Engineers fabricate a chip-free, wireless electronic “skin”

Jennifer Chu from the MIT Technology Office posted this article online reporting that MIT engineers have devised a new kind of wearable sensor that communicates wirelessly without requiring onboard chips or batteries. Their design, detailed today in Science, opens a path toward chip-free wireless sensors. The team’s sensor design is a form of electronic skin, or “e-skin” — a flexible, semiconducting film that conforms to the skin like electronic Scotch tape. The heart of the sensor is an ultrathin, high-quality film of gallium nitride. This material is known for its piezoelectric properties. It can produce an electrical signal in response to mechanical strain and mechanically vibrate in response to an electrical impulse.

“You could put it on your body like a bandage, and paired with a wireless reader on your cellphone, you could wirelessly monitor your pulse, sweat, and other biological signals.”

Jeehwan Kim, Associate Professor, mechanical engineering and of materials science and engineering, Research Laboratory of Electronics.

Why it’s important – Most wireless sensors today communicate via embedded Bluetooth chips powered by small batteries. But these conventional chips and power sources will likely be too bulky for next-generation sensors, which take on smaller, thinner, more flexible forms. The researchers see their results as the first step toward chip-free wireless sensors. They envision the current device being paired with other selective membranes to monitor other vital biomarkers.

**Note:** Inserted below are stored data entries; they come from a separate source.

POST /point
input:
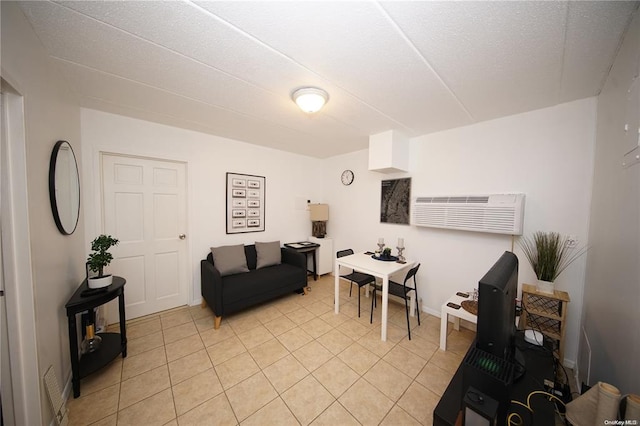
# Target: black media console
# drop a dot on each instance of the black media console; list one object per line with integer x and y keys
{"x": 539, "y": 366}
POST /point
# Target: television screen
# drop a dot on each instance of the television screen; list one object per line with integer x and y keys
{"x": 497, "y": 292}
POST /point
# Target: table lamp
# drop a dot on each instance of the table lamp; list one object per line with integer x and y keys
{"x": 319, "y": 218}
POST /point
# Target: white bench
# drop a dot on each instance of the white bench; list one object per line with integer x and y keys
{"x": 457, "y": 314}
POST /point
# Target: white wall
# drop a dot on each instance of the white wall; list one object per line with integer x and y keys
{"x": 612, "y": 292}
{"x": 291, "y": 179}
{"x": 51, "y": 113}
{"x": 546, "y": 154}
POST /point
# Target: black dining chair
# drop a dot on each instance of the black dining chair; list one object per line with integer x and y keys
{"x": 401, "y": 290}
{"x": 358, "y": 278}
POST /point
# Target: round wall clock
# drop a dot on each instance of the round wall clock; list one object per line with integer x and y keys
{"x": 347, "y": 177}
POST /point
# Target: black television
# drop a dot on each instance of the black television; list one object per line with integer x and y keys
{"x": 497, "y": 292}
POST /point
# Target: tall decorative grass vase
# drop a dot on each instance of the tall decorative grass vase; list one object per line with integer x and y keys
{"x": 545, "y": 286}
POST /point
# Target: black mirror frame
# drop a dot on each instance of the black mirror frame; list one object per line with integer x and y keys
{"x": 52, "y": 188}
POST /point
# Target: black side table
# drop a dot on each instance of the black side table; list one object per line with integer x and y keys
{"x": 113, "y": 344}
{"x": 307, "y": 248}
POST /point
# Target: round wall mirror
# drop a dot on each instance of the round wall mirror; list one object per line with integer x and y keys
{"x": 64, "y": 187}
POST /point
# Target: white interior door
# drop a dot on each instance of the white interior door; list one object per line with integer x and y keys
{"x": 144, "y": 206}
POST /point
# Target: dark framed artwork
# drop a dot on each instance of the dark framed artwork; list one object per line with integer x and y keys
{"x": 395, "y": 201}
{"x": 245, "y": 203}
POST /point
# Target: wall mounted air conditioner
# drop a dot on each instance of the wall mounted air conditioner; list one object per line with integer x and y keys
{"x": 498, "y": 213}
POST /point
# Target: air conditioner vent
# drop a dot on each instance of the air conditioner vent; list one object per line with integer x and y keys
{"x": 499, "y": 213}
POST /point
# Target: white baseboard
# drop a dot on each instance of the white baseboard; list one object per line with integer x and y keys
{"x": 66, "y": 391}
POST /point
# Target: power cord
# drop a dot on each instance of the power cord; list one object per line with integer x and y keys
{"x": 514, "y": 415}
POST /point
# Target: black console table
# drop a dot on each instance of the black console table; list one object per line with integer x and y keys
{"x": 539, "y": 366}
{"x": 113, "y": 344}
{"x": 307, "y": 248}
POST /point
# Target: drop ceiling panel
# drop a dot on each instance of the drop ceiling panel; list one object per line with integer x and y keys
{"x": 228, "y": 68}
{"x": 100, "y": 88}
{"x": 205, "y": 39}
{"x": 594, "y": 31}
{"x": 177, "y": 73}
{"x": 353, "y": 45}
{"x": 497, "y": 57}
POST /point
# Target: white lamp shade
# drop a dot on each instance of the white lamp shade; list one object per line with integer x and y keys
{"x": 310, "y": 99}
{"x": 319, "y": 212}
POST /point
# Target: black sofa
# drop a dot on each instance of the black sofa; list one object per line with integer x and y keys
{"x": 232, "y": 293}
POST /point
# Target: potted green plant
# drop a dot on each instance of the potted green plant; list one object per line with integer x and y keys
{"x": 548, "y": 254}
{"x": 99, "y": 259}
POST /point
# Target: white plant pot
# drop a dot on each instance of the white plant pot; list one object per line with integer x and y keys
{"x": 99, "y": 282}
{"x": 545, "y": 286}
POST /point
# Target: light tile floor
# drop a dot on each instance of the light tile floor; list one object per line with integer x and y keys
{"x": 289, "y": 361}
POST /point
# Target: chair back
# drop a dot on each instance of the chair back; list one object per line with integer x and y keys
{"x": 411, "y": 274}
{"x": 343, "y": 253}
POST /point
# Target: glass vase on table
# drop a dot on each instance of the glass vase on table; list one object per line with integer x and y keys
{"x": 91, "y": 342}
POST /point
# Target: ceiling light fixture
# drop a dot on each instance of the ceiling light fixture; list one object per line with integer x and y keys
{"x": 310, "y": 99}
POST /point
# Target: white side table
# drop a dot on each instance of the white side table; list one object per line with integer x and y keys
{"x": 457, "y": 315}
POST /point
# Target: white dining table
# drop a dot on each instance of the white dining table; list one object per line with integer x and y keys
{"x": 362, "y": 262}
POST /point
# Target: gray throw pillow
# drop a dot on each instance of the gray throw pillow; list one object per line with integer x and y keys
{"x": 268, "y": 254}
{"x": 230, "y": 259}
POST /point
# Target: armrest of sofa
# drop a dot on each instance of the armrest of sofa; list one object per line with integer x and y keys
{"x": 294, "y": 258}
{"x": 211, "y": 286}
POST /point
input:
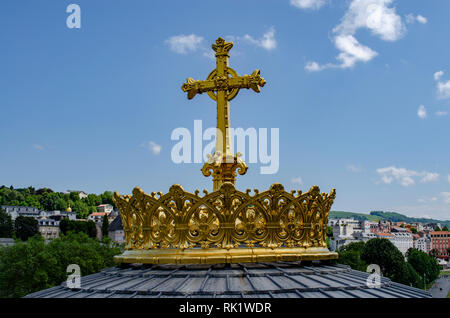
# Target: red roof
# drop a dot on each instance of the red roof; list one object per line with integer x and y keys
{"x": 440, "y": 232}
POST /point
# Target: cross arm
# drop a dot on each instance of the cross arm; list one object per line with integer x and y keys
{"x": 253, "y": 81}
{"x": 193, "y": 87}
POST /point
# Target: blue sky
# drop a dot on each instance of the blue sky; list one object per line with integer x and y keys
{"x": 359, "y": 90}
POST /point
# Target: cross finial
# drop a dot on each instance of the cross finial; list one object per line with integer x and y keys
{"x": 222, "y": 85}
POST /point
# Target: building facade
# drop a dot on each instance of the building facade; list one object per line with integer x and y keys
{"x": 440, "y": 241}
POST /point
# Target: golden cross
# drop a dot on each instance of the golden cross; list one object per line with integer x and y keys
{"x": 222, "y": 85}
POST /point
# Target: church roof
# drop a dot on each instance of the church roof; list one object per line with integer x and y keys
{"x": 278, "y": 279}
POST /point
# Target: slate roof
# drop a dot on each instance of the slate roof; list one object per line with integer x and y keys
{"x": 280, "y": 279}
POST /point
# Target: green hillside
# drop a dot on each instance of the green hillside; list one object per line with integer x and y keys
{"x": 357, "y": 216}
{"x": 381, "y": 215}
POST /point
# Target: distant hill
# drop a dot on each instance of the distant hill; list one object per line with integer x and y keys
{"x": 381, "y": 215}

DIY Blood Draw – Could Patients Collect Blood At Home?

Finally, here’s an article from Dr. Bertalan Mesko and his team at The Medical Futurist Institute discussing that blood draws are essential, but this doesn’t make them anyone’s favorite pastime: they are time-consuming and involve needles. They ask: Is there a way to make it in a do-it-yourself (DIY) fashion? Can we collect blood samples at home? This is an excellent review of the current state of research and clinical applications.

Why it’s important – DTC tests have one thing in common: the results arrive directly to the customer, who can decide if and with whom they are willing to share them. But, it’s important to understand that having a DIY blood collecting machine will not create a brave new world, but – if nothing else – they could vastly improve participation in clinical trials.